ABSTRACT
Mutations in the SETX gene, which encodes Senataxin, are associated with the progressive neurodegenerative diseases Ataxia with Oculomotor Apraxia 2 (AOA2) and Amyotrophic Lateral Sclerosis 4 (ALS4). To identify the causal defect in AOA2, patient-derived cells and SETX knockouts (human and mouse) were analyzed using integrated genomic and transcriptomic approaches. We observed a genome-wide increase in chromosome instability (gains and losses) within genes and at chromosome fragile sites, resulting in changes to gene expression profiles. Senataxin loss caused increased transcription stress near promoters that correlated with high GCskew and R-loop accumulation at promoter-proximal regions. Notably, the chromosomal regions with gains and losses overlapped with regions of elevated transcription stress.

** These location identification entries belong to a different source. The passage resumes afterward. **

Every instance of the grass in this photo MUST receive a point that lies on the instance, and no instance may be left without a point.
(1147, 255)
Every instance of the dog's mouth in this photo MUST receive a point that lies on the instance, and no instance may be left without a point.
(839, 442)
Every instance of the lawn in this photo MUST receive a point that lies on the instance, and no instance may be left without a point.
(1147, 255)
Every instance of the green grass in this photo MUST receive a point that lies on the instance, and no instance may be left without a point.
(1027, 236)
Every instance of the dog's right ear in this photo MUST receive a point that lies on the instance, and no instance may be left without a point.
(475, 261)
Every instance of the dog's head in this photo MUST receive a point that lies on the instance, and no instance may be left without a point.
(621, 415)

In the absence of Senataxin, we found that Cockayne Syndrome protein CSB was required for the recruitment of the transcription-coupled repair endonucleases (XPG and XPF) and recombination protein RAD52 to target and resolve transcription bubbles containing R-loops, leading to error prone repair and genomic instability. These results show that transcription stress is an important contributor to SETX mutation-associated chromosome fragility and AOA2.
Competing Interest Statement
The authors have declared no competing interest.